If you’re a Jewish music fan, I’ll hasten a guess that you’ve had a chequered year. I know I have.

If you went to Glastonbury or even BST Festival in Hyde Park, you might have enjoyed sets by American stars Gracie Abrams (daughter of filmmaker JJ Abrams) or Noah Kahan. You might also have enjoyed a secret set by Haim, packed with blissful harmonies and singalong soft-rock anthems from across their back catalogue and their latest album.

The Los Angeles-born indie trio are Glastonbury favourites having played Worthy Farm in 2013, 2014, 2017 and 2022. Or perhaps you were lucky to catch Este, Danielle and Alana Haim – who made a joyful return in June with their fourth album I Quit, including their summer pop-funk hit Relationships – supporting Taylor Swift on her Eras tour, or their high-energy show at London’s O2 Arena in October.

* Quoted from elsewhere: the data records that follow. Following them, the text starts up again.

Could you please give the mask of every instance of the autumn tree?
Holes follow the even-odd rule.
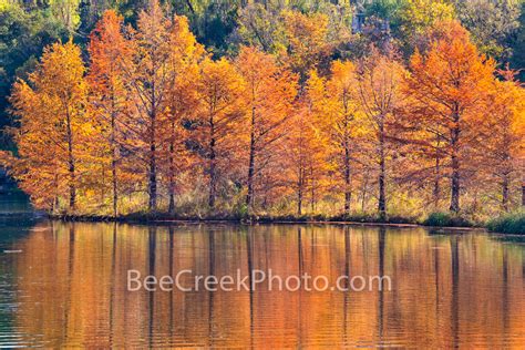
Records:
[[[480,124],[485,157],[484,169],[488,173],[488,183],[500,186],[501,205],[509,209],[511,189],[514,181],[519,181],[519,156],[524,152],[525,120],[523,87],[515,81],[516,72],[501,71],[505,81],[495,80],[487,91],[486,113],[491,117]]]
[[[395,110],[402,99],[400,83],[403,68],[393,58],[372,54],[362,60],[357,75],[359,110],[367,116],[373,159],[378,165],[378,212],[387,215],[388,158],[391,156],[390,125],[397,120]]]
[[[165,145],[161,155],[168,191],[168,213],[175,212],[175,186],[177,173],[188,164],[185,141],[187,127],[184,123],[195,119],[199,106],[198,63],[205,56],[204,48],[189,31],[185,17],[175,16],[169,32],[172,72],[166,95],[166,113],[159,121],[161,142]]]
[[[197,91],[202,101],[199,111],[199,142],[207,162],[208,206],[215,207],[217,183],[228,167],[227,161],[238,152],[239,119],[244,82],[226,60],[200,63]],[[236,137],[237,136],[237,137]]]
[[[310,212],[323,187],[328,168],[327,143],[318,130],[312,101],[308,95],[301,96],[295,105],[290,119],[289,133],[286,136],[287,172],[284,172],[291,188],[296,192],[297,215],[302,215],[309,199]]]
[[[159,121],[165,116],[167,93],[173,82],[171,33],[174,21],[165,16],[157,0],[138,16],[137,30],[131,30],[132,56],[124,66],[125,84],[134,104],[138,127],[136,152],[147,168],[148,209],[157,207]]]
[[[329,80],[312,72],[307,84],[317,115],[317,127],[322,133],[329,157],[342,178],[347,215],[351,213],[352,163],[358,151],[354,142],[359,132],[354,87],[356,66],[350,61],[333,62]]]
[[[297,94],[297,79],[279,66],[274,56],[255,48],[243,48],[236,65],[246,83],[245,120],[248,138],[246,205],[253,208],[255,179],[276,156],[272,150],[286,133]]]
[[[459,22],[437,25],[435,40],[425,53],[410,61],[411,76],[404,91],[413,99],[412,117],[423,128],[440,128],[442,167],[451,181],[450,210],[460,210],[462,176],[477,143],[480,107],[493,79],[494,62],[480,55]]]
[[[58,208],[68,193],[74,212],[91,126],[85,115],[87,87],[80,48],[71,41],[45,48],[29,81],[18,81],[11,103],[20,117],[19,158],[13,174],[39,207]],[[66,189],[65,189],[66,188]]]

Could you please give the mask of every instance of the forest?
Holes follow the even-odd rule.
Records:
[[[517,213],[524,3],[0,0],[0,162],[51,214]]]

Or maybe you were one of the Jewish fans who felt unwelcome among the sea of flags, chants, statements, and division on display at 2025’s Glastonbury. Despite a Kneecap member’s terror charge at the time, the Irish rap trio performed, and so too did British punk-rap duo Bob Vylan, who in their notorious West Holts stage performance led a chant calling for “death to the IDF” – a rallying murderous cry Sir Keir Starmer later condemned as “hate speech".